Figure 3. Pre-incubation of TFE, TOY3, and TOY8 markedly attenuates LPS-induced NF-κB activation in primary cultured lymphatic endothelial cells and TNF-α secretion in peritoneal macrophages.

LEC (primary lymphatic microvascular endothelial cells derived from human adult dermis) were purchased from Cambrex Inc. (East Rutherford, NJ) and maintained in endothelial cell basal medium-2 with growth supplements (EBM-2 MV).

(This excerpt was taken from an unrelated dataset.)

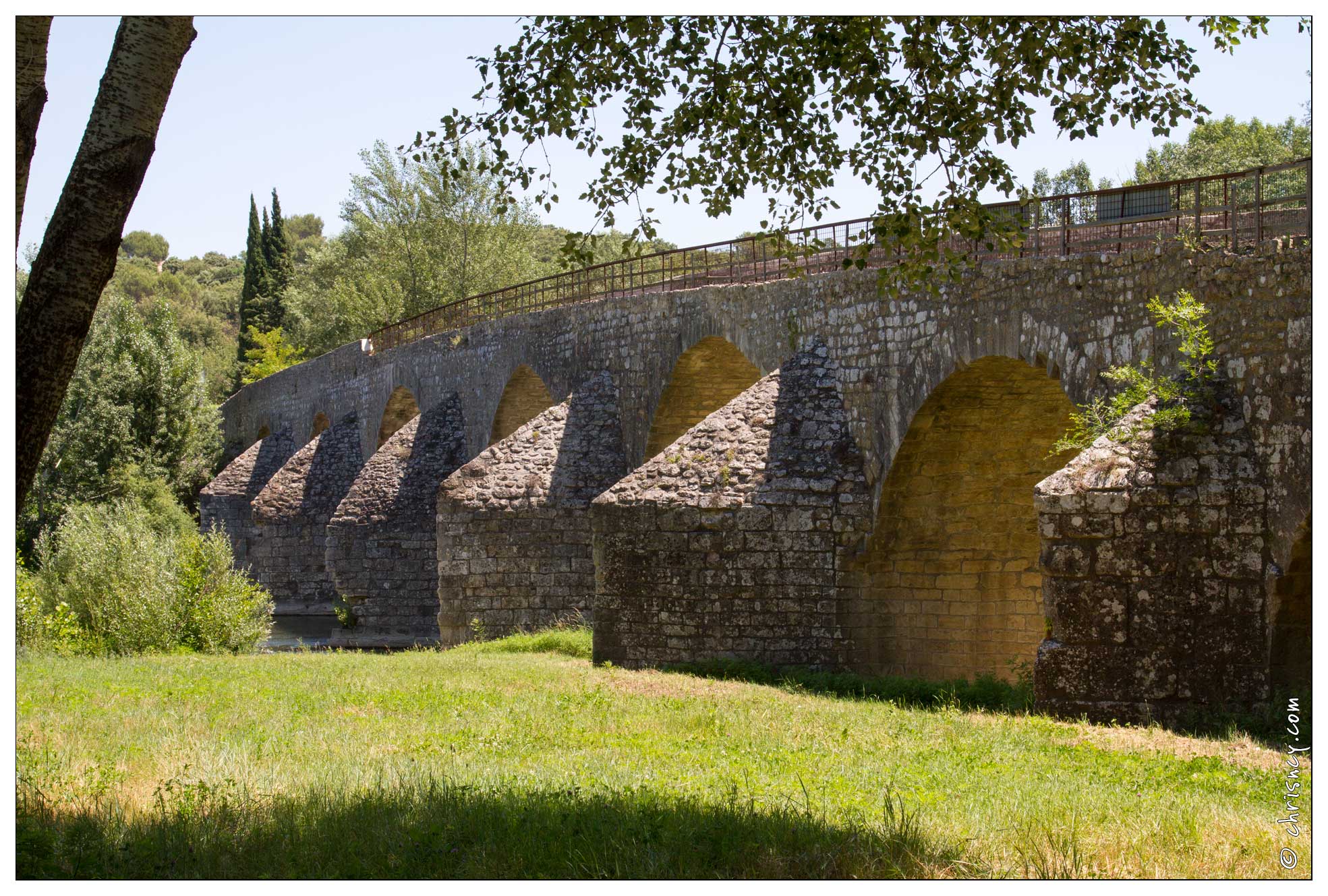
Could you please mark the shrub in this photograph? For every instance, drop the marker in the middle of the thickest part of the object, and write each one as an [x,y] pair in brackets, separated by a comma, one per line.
[1177,396]
[28,616]
[115,579]
[222,608]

Passage 4–6 LEC were incubated in EBM-2 MV containing 1 % FBS for 8 hr and then with 1 µg/ml of Fc, TFE, TOY3, or TOY8 for 15 min, and then the LEC were treated with LPS (500 ng/ml) for 30 min. (A) For determination of NF-κB activation, nuclear translocalization of p65 (a subunit of NF-κB) was analyzed by immunostaining (green). Nuclei were counterstained with DAPI (blue). Arrows indicate nuclear translocalization of p65. Scale bars, 100 µm. (B) Cells positive for p65 intranuclear staining (white arrows) were counted among 100 cells arbitrarily chosen in 4 different regions, and the values presented as a percentage of the total cell number. Bars represent means ± S.D. (n = 4). *, P<0.05 versus Fc. (C) Primary cultured macrophages from mouse peritoneal cavity were pre-treated with 1.0 µg/ml of Fc, TOY3, or TOY8 for 30 min, and then were treated with LPS (100 ng/ml) for 4 hr. Culture media were sampled, and levels of TNF-α were measured. Bars represent means ± S.D. (n = 5). *, P<0.05 versus Fc.